Detrás de izq. a dcha. Rafael Arozarena, Pilar
Lojendio,
Carlos Pinto Grote y Fernando García Ramos. Delante Mariano Vega
|
Entonces era muy habitual
que los poetas recitaran y había incluso público que iba a escucharlos, se
organizaban muchos encuentros, en los que participaban tres, cuatro o cinco
poetas de los que la prensa daba cumplida cuenta, haciendo incluso
valoraciones, que, es cierto, normalmente eran elogiosas sin demasiado ánimo de
crítica seria, pero que servían para despertar el interés por el tema. Además
se solía publicar alguno de los poemas que se hubieran recitado, lo que era muy
de agradecer. Revisando ahora, para este blog,
los recortes de prensa del álbum de recortes de mi madre, me doy cuenta
de qué cantidad de poesía se publicaba entonces en los periódicos. Poesía de
los grandes poetas del momento, Rafael Arozarena, Carlos Pinto, Arturo
Maccanti, Pedro García Cabrera, Manuel Padorno y tantos otros. La publicación
de poesía en los periódicos fue cayendo en desuso en los años 80, quedando solo
como algo residual en las pocas páginas literarias que sobrevivieron todavía
unos años, para finalmente quedar como algo decorativo en algún hueco que les
quedara libre, pero diría que se publicaba ya, sin mucho
criterio, cualquier cosa que les llegara a las manos, para terminar por
desaparecer definitivamente en los ultimos años del siglo XX.
Mi madre escribía por las
noches, cada noche… Mucho más tarde, ya en Santiago Cuadrado, había noches que
se dedicaban a los amigos, algo de picar y de beber y mucha tertulia, tertulias
que terminaron por institucionalizarse y se alargaron casi hasta la muerte de
mi padre, y allí venían Maud y Eduardo Westerdahl al que recuerdo siempre con su pipa en la mano. Cuando Eduardo murió, Maud me regaló una de sus cajas para tabaco, que aún conservo. Por supuesto tambien era habitual Domingo
Pérez Minik a veces con Rosita. Recuerdo también a Luis Feria, en alguna
ocasión que estaba en Tenerife, o Fernando Garcia Ramos, Pedro García Cabrera, Enrique Lite... a los que se unió pronto la siguiente generación, Fernando Delgado, Juan Cruz, Carlos Schwartz, José Luis Toribio o ya en los 80 Sabas Martín y Cecilia Domínguez y…

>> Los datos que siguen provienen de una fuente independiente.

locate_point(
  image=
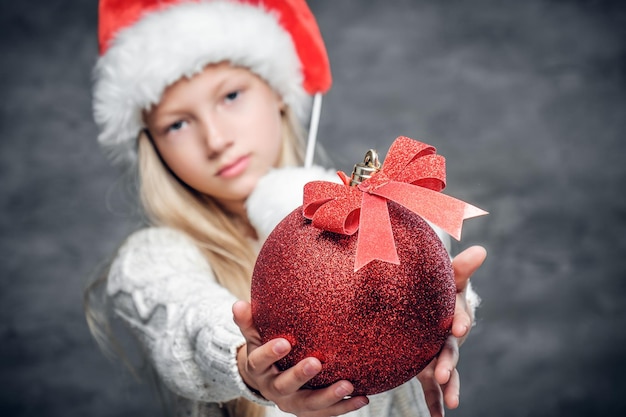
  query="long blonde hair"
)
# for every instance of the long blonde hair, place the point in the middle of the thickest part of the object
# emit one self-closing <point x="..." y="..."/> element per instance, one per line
<point x="167" y="201"/>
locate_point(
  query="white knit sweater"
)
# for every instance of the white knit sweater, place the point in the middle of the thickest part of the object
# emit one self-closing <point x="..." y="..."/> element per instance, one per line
<point x="164" y="289"/>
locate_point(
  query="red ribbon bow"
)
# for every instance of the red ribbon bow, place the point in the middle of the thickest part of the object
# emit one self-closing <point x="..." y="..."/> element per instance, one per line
<point x="412" y="176"/>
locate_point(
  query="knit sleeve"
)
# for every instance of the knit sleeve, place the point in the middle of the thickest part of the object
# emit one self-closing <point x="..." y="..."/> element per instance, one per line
<point x="162" y="287"/>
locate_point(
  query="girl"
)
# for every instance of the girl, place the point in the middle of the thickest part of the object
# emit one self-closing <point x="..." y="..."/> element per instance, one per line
<point x="204" y="98"/>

Pero en Carmen Monteverde,
en esos primeros años hasta el 67, prácticamente no había visitas por las
noches, así que la rutina nocturna era la escritura.
En cuanto fui un poco
mayor, con nueve o diez años me gustaba leer los poemas que escribía, aunque no
creo que entendiera mucho. Me gustaban las repeticiones, como letanías, tan
frecuentes en sus poemas, y desde luego rastreaba los versos de amor, cuando me
daba cuenta de que lo eran, lo que por supuesto me emocionaba. Hacia finales de
los 60 y principios de los 70 a veces me pedía opinión sobre cuáles seleccionar
para tal o cual recital. Me sentía muy importante, aunque realmente no tuviera
mucho criterio para opinar. Ya a mediados de los 70, recuerdo intentar
convencerla siempre, de que incluyera los poemas en los que yo detectaba
preocupaciones sociales, políticas, que en aquel momento, y porque yo empezaba
a despertar como persona con esas preocupaciones, me parecían los mejores, pero
desde luego no siempre me hacía caso.
Mi madre escribía por las
noches. Era más nocturna que diurna, le gustaba más la noche que el día, creo
que al menos eso, el gusto por las horas de la noche, lo he heredado de ella.